Я не выдерживаю и улыбаюсь.
— Не полагается.
Сергей, запрокинув голову, смотрит на меня с таким жадным любопытством, что мне становится неловко. Наверное, начитался о нас всяких книг. В этих книгах обычно много преувеличений, и все там выглядит слишком уж героично и необыкновенно.
И, как бы отвечая на мои мысли, Сергей хлопает себя по карману и весело объявляет:
— Вот про вас книжку читаю. Во книга! Сегодня отдать надо.
Я улыбаюсь.
— К нам поступить не надумал?
— Не. Лучше про вас читать. А у меня интерес к технике. И отчасти к науке. А в вашей работе я… Слушайте, — вдруг возбужденно прерывает он сам себя, — а ведь я в тот вечер еще раз здесь был. Ну, конечно.
— Когда? — невольно настораживаюсь я.
— Ну, часов в пол-одиннадцатого. Вы понимаете, — торопливо продолжает Сергей. — Я же тут недалеко живу. Ну, считай, рядом. Меня начальник участка потому сюда и прислал. Я ж еще вечером в школе рабочей молодежи учусь. Так чтоб мне меньше времени на дорогу тратить. Он у нас во мужик! Ну так вот. Я когда от дяди Вовы ехал, вспомнил, что книжку забыл, чужую. Здесь, в вагончике нашем. Вот я по дороге домой и забежал. А замок там висит, так он любым гвоздем открывается. Вот я, значит, и заехал. И знаете… в общем, никакой девушки я не видел тут.

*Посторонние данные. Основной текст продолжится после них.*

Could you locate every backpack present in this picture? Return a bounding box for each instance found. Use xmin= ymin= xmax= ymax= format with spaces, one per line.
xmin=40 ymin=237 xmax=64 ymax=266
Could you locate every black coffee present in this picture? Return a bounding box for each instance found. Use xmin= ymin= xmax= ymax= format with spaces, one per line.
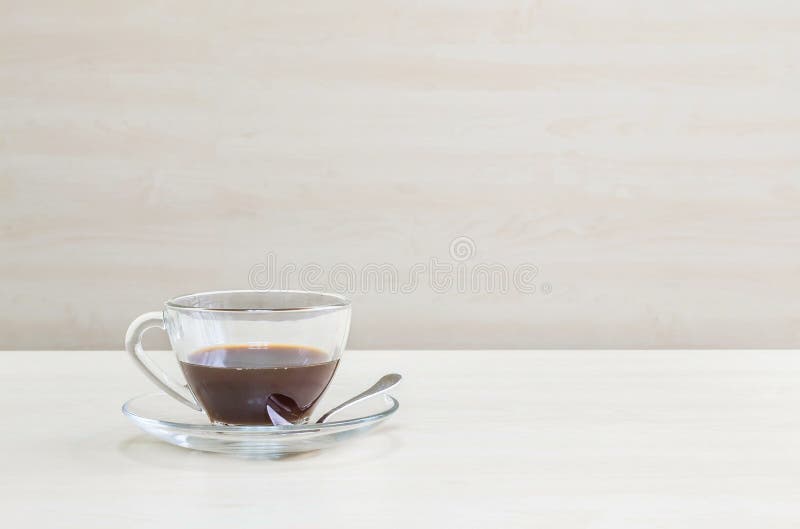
xmin=180 ymin=344 xmax=339 ymax=425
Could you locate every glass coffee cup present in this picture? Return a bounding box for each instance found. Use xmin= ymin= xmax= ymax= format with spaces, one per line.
xmin=125 ymin=290 xmax=350 ymax=425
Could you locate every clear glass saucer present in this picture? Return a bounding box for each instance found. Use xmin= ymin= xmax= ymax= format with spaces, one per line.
xmin=122 ymin=392 xmax=400 ymax=457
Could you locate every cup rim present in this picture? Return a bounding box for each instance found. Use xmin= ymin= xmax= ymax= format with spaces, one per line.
xmin=164 ymin=289 xmax=350 ymax=313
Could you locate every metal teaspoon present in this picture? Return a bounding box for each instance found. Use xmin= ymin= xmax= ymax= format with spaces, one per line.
xmin=317 ymin=373 xmax=403 ymax=424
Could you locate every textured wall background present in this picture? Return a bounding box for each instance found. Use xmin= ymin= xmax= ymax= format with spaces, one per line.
xmin=0 ymin=0 xmax=800 ymax=348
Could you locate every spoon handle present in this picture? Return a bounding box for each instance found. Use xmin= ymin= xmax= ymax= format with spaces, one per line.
xmin=317 ymin=373 xmax=403 ymax=424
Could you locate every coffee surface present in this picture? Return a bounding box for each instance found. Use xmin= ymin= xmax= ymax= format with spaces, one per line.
xmin=180 ymin=344 xmax=339 ymax=425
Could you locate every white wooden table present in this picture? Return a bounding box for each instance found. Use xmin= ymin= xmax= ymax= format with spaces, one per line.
xmin=0 ymin=351 xmax=800 ymax=529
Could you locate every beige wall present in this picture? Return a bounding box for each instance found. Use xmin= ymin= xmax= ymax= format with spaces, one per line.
xmin=0 ymin=0 xmax=800 ymax=348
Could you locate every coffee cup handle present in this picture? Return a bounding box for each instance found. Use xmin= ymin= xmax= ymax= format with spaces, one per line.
xmin=125 ymin=312 xmax=203 ymax=411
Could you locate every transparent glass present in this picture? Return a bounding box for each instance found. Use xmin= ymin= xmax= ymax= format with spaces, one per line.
xmin=125 ymin=290 xmax=350 ymax=419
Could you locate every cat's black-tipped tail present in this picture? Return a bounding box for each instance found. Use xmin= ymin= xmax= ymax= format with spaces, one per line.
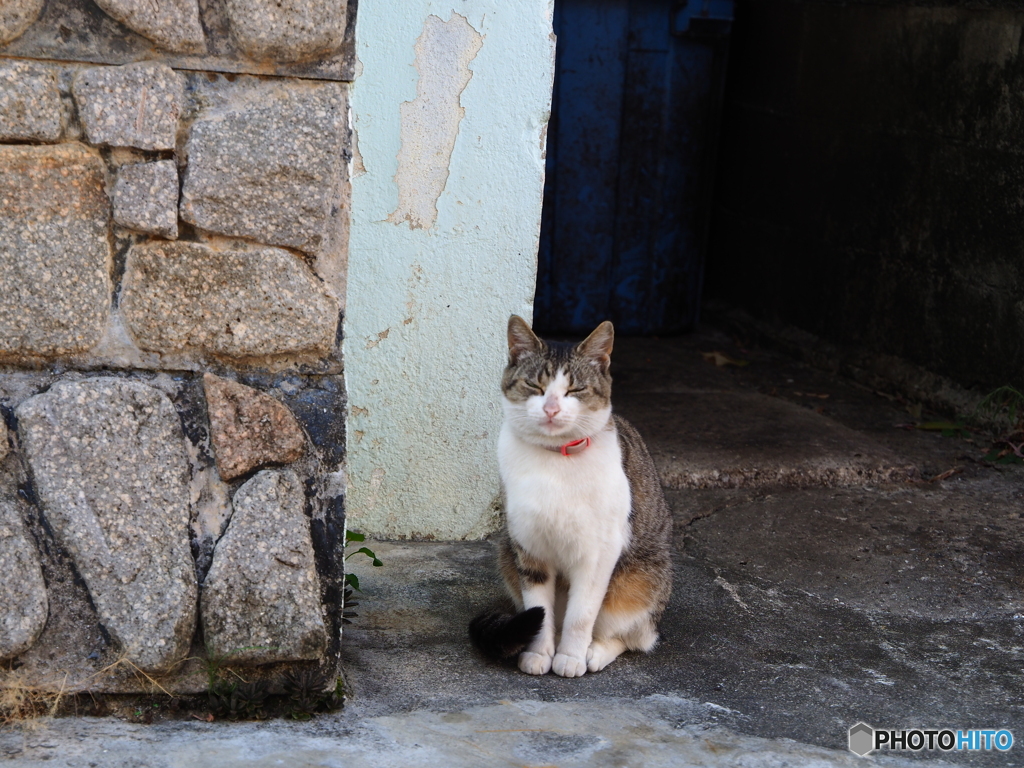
xmin=469 ymin=606 xmax=544 ymax=659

— Ты что же, на площадку заходил?
— Нет. Чего мне там делать? Забрал книжку и айда. Я говорю, на улице не видел, у ворот. А в темноте у меня, между прочим, знаете какое зрение? Как у совы. Почти инфракрасное.
— И вообще никого не видел на улице в это время? — допытываюсь я. Постарайся припомнить.
— Вообще? — Сергей задумывается и неуверенно произносит: — Двое каких-то работяг прошли…
— Откуда и куда?
— Оттуда вон, — машет рукой Сергей. — Мимо, значит, вагончика и… вроде в ворота зашли. Бутылка, я помню, у них была… — Уже уверенно добавляет: — Точно зашли. Я теперь вспомнил.
А я чувствую, как меня начинает охватывать знакомое волнение. Итак, картина разыгравшихся в тот вечер событий усложняется. Появляются еще два действующих лица, появляются именно в то время, когда эти события развертывались. Значит, те двое или участвовали в этих событиях, или, во всяком случае, должны были что-то видеть. Но какими бы они ни были пьянчугами и опустившимися людьми, если бы на их глазах убивали женщину или эта женщина кинулась бы сама в котлован, они бы, даже побоявшись вмешаться, все-таки в этом случае прибежали бы к нам, я полагаю. И то, что никто из них не прибежал, указывает… Впрочем, рано еще строить предположения. Пока что надо попробовать этих двоих найти.
— Ты их разглядел? — спрашиваю я Сергея.
— Да вроде бы… — неуверенно отвечает он. — Вот в глаза бросилось… Ну, как сказать?.. Ну, очень разными они мне показались, что ли. Один низенький такой, толстый, в рваной телогрейке. Он все подпрыгивал и еле поспевал за другим. А тот, другой, здоровый такой малый, в шляпе и… вот не помню, чего еще на нем было.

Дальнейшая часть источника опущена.